About Ocean Dead Zones

Ocean dead zones are ocean regions where the amount of oxygen dissolved in the water has fallen so low that most or all marine life is incapable of surviving and has either died or fled to nearby, more oxygen-rich areas. There are currently several hundred known dead zones around the world, ranging from less than a square mile to tens of thousands of square miles in surface area.

– About Dead Zones –

Dead zones can result when the number of basic chemical nutrients in the water increases to the level that eutrophication occurs, in  which enormous blooms of single-celled and plant-like organisms such as algae occurs, using up available oxygen. (Algae do produce oxygen through photosynthesis to an extent during the day, but consume more through respiration at night, and through decomposition after they die.) The result is that oxygen in the area is drawn out of the water, leaving less available for other marine life. If oxygen levels fall far enough, then marine life is unable to survive on what remains. The process would be exactly analogous to what surface life, including humans, would suffer if oxygen were somehow drawn out of the atmosphere.

Although algae blooms are a well-understood natural cause of oxygen depletion, it is believed that an increase in dead zones in recent times is also the consequence of human alteration and pollution of the environment. In particular, chemicals released into the water via fertilizer, sewage, and city waste can cause dead zones or eutrophication (the process described above).
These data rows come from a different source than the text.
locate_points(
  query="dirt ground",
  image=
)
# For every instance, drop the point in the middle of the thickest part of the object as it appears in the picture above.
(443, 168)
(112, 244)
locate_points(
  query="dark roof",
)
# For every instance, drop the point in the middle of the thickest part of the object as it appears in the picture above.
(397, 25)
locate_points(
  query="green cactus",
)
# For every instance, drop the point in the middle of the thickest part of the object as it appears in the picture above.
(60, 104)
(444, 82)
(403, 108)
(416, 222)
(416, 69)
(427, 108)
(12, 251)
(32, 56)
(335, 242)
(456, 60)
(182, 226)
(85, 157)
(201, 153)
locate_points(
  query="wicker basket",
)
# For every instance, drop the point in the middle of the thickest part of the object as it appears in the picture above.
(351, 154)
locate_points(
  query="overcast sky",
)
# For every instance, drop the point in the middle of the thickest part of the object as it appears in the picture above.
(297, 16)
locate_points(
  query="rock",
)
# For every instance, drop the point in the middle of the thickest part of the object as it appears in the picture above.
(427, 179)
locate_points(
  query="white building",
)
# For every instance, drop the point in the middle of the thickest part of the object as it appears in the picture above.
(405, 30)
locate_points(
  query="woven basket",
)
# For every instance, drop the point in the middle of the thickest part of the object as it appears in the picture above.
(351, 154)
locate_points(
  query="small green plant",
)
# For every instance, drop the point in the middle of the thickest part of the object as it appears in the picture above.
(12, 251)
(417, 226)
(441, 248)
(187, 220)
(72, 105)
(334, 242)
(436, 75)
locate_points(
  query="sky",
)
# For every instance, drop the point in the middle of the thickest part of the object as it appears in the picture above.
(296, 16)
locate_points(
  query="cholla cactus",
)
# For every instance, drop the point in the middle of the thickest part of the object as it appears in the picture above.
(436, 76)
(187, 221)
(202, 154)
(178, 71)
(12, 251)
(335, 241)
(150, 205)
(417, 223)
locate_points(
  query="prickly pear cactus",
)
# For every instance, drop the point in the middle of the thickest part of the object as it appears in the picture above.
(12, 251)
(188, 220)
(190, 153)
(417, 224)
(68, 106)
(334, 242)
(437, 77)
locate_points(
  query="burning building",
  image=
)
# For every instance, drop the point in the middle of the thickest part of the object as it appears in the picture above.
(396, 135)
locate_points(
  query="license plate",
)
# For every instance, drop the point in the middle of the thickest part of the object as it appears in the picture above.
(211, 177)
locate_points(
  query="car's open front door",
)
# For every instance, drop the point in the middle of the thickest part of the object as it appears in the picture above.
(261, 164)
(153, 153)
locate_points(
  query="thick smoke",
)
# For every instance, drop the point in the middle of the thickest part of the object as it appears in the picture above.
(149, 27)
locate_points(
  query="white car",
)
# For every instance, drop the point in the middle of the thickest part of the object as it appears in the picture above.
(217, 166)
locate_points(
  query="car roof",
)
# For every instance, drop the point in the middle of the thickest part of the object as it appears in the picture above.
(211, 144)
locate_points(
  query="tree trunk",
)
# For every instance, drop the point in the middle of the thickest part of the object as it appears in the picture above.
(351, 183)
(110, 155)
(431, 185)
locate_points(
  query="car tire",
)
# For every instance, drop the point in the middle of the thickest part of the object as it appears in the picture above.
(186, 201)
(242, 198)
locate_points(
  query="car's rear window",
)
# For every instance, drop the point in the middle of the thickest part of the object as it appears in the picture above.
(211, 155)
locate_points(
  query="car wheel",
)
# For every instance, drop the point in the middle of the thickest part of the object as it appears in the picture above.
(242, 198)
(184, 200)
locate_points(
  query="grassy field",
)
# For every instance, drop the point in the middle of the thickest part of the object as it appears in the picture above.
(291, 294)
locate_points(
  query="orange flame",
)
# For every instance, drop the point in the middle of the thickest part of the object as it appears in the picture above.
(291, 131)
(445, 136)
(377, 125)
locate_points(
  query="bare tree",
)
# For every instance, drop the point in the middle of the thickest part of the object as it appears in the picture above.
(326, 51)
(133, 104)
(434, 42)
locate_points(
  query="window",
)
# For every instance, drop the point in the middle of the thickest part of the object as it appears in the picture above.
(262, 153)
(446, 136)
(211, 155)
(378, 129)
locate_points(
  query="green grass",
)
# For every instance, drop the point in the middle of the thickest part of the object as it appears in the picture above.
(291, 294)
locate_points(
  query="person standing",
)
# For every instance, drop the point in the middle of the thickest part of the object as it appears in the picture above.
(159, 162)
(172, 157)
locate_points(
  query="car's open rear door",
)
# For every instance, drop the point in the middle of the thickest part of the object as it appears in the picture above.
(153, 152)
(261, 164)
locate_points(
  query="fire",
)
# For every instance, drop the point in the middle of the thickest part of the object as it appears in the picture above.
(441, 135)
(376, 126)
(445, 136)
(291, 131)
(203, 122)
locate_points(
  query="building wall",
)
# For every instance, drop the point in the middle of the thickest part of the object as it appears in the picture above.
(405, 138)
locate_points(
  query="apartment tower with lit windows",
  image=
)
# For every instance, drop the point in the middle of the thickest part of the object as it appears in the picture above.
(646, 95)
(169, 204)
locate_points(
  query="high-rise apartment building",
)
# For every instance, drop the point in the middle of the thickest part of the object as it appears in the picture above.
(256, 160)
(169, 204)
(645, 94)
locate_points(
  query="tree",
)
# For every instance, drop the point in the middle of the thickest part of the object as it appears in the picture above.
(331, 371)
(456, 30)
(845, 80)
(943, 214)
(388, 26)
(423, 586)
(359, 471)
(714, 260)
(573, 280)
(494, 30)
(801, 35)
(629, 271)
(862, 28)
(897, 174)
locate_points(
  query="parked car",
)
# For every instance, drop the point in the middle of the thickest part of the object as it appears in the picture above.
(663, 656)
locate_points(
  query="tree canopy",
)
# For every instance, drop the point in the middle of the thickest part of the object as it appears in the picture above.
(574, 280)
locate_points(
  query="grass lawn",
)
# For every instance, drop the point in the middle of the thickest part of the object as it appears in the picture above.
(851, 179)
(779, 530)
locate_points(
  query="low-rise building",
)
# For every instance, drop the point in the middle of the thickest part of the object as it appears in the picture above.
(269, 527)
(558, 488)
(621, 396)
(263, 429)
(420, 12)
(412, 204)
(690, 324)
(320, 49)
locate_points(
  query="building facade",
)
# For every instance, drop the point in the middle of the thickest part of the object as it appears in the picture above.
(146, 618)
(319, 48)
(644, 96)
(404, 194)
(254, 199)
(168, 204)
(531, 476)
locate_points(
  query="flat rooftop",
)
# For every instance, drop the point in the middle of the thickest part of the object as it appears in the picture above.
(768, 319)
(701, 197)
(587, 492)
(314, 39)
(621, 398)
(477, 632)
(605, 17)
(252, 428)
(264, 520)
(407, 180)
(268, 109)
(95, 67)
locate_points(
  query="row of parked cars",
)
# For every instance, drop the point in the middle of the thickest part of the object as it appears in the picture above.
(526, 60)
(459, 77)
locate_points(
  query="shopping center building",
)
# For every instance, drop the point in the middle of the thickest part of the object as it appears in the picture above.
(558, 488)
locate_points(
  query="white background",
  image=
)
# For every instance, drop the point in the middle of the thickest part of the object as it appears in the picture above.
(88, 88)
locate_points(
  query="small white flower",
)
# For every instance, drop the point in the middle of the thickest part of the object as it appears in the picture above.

There is, of course, a considerable range of increasingly severe effects resulting from lowering oxygen levels, rather than a simple “termination” point. As oxygen levels fall, the evidence suggests that fish reproductive rates decline. Fish and fast-moving animals probably move toward oxygen-rich areas where possible, but small bottom-dwellers, like clams and lobsters, as well as animals naturally found in large and more-or-less immobile colonies, would not be able to relocate in the same way and, if oxygen levels fall far enough, must perish.

Several hundred dead zones have been identified in oceans around the world. These include dead zones in the northern Gulf of Mexico, the Pacific Northwest, and parts of the Black Sea, the latter of which is a natural phenomenon resulting from stagnant water. Those which attracted the most early concern were in the Chesapeake Bay, U.S., the Kattegat strait in Scandinavia, and elsewhere. Where the Mississippi deposits the detritus of Midwest agriculture into the northern Gulf of Mexico, a gargantuan dead zone has developed which spans over 8500 square miles. The Gulf of Mexico will likely develop another massive dead zone as a result of the BP oil spill at Deepwater Horizon, oil plumes from which will have a devastating effect on marine life.

Where dead zones are a product of human pollution, in theory they can be mitigated or even eliminated through conservation efforts. The Black Sea itself became largely a dead zone as a result of fertilizer pollution during the Soviet era, but has recovered to a considerable extent since the Soviet collapse took with it much of the agricultural activity which affected the sea. European and North American pollution control efforts have also had some success reducing dead zones resulting from pollutants running out to sea via major rivers.